Elevated glucose compromises myocardial mitochondrial DNA (mtDNA) integrity by activation of mitochondrial topoisomerase activity.

Mitochondrial dysfunction has a significant role in the development and complications of diabetic cardiomyopathy. The goal of this study was to determine if chronically elevated glucose promoted a decline in mitochondrial DNA (mtDNA) integrity that contributed to mitochondrial dysfunction and identify the underlying basis for mtDNA damage. Functional tests of mitochondria (Complex I activity, cytochrome oxidase activity, and ATP generation) were significantly depressed by chronically elevated glucose, while AnnexinV binding (a marker of apoptosis) was significantly increased after 7 days. 13 days of elevated glucose significantly increased mtDNA damage both globally and across the region encoding for cytochrome oxidase.
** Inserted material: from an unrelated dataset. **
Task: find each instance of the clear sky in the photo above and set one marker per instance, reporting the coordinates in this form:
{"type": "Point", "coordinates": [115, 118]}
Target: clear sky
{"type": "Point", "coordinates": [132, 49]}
Using mitochondria isolated from H9c2 cells exposed to elevated glucose, we observed significant increases in mitochondrial topoisomerase‐linked DNA cleavage, and this was exacerbated by H2O2. We conclude that even mild increases in glucose presentation will compromise mitochondrial function as a function of mtDNA damage. Separate from a direct impact of oxidative stress on mtDNA, ROS‐induced alteration of mitochondrial topoisomerase activity appeared to propagate an increase in mtDNA damage. These findings indicate that the mitochondrial topoisomerase function may have a significant role in the development and complications of diabetic cardiomyopathy.